AUGUSTA, Ga. – This much we know is true: For Francesco Molinari, Continental golfer out of the old fairways-and-greens school, to win this 83rd Masters, he’s going to have to beat Bomber 1 (Jason Day), Bomber 2 (Dustin Johnson) and Bomber 3 (Brooks Koepka), among various others. Tiger Woods, for instance. Not a bomber, but still very good at golf. They met once before, at Augusta National. You might not remember.
Asked by an American reporter if Molinari is ready to win “on this stage,” the Spanish golfer Rafa Cabrera-Bello said, “Well, he is the Champion Golfer of the Year,” and of course he is. We all remember how the signore won the 2018 British Open last July, paired with Woods in the Sunday finale.
Molinari, 36, was also paired with Woods, in a manner of speaking, at his first Masters, in 2006. Frankie was caddying for his brother, Edoardo, now a touring professional but then a dashing amateur who had won the 2005 U.S. Amateur at Merion. The week was memorable but also a blur, as his brother signed for 80 and 77 before making his exit. Frankie’s two rounds here this year are 70 and 67, for 137, a total matched by Day, Koepka, Adam Scott and Louis Oosthuizen
“I didn’t learn a great deal about the course, to be honest, because we were going sideways most of the times,” Molinari said Friday afternoon, in his endearing monotone that is more Bernhard Langer than Henry Kissinger. As he smiled broadly at the memory you could see his perfect teeth. His father is a dentist.
Yes, the golfer’s father is a dentist, his mother is a retired architect, the brother has a masters in engineering, Valentina Molinari, Frankie’s wife, is planning to get a doctorate in child psychology — this is not a family likely to gather at the Hooters on Washington Road here anytime soon. The family vacations are in the Italian Alps, for skiing. Francesco was studying business at the University of Turin (founded in 1404) when he decided to turn pro. He speaks Spanish with his caddie, English (generally) in his interviews and Italian with his family.
When Woods had his monster year in 2000, Francisco was starting his life as a university student. “He was not that much older than me, but he was the absolute idol for many of us — he was Michael Jordan,” Molinari said in a recent interview with GOLF.com. In other words, Woods played a game with which Molinari was unfamiliar. The young Italian was a pretty good amateur golfer who was getting better. Several years later, when he turned pro, Molinari signed with Nike, following Woods there. Nobody noticed.

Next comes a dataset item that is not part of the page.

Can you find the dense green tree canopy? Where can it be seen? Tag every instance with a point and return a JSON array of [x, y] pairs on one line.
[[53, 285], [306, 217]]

When Woods dominated the U.S. Open at Pebble in 2000, Molinari noticed. He’s one of the few people who can recall that Miguel Angel Jimenez, a sort of hero to many European golfers, finished in a tie for second that year, with Ernie Els. Woods finished 15 shots ahead of them. “It was ridiculous,” Molinari said.
Then he saw it up-close, while wearing the heavy white polyester Augusta National caddie bib.
“To be there at Augusta [in 2006], to see him play from five yards away, was incredible,” Molinari said in the interview. “The week before my brother won the U.S. Amateur, we never would have dreamed that a few months later we would be at Augusta National, paired with Tiger Woods. I was massively nervous, from the excitement. I was living a dream, walking the fairways of Augusta, looking at Tiger. He didn’t play particularly well, but you could see he was completely different from everyone else. It was golf on another planet.
“He introduced himself on the first tee,” Molinari said. “You laugh: ‘We know who you are.’ After that, he was focused on his golf. I had a couple of exchanges with Stevie Williams [Woods’s caddie], about who would put the pin back.”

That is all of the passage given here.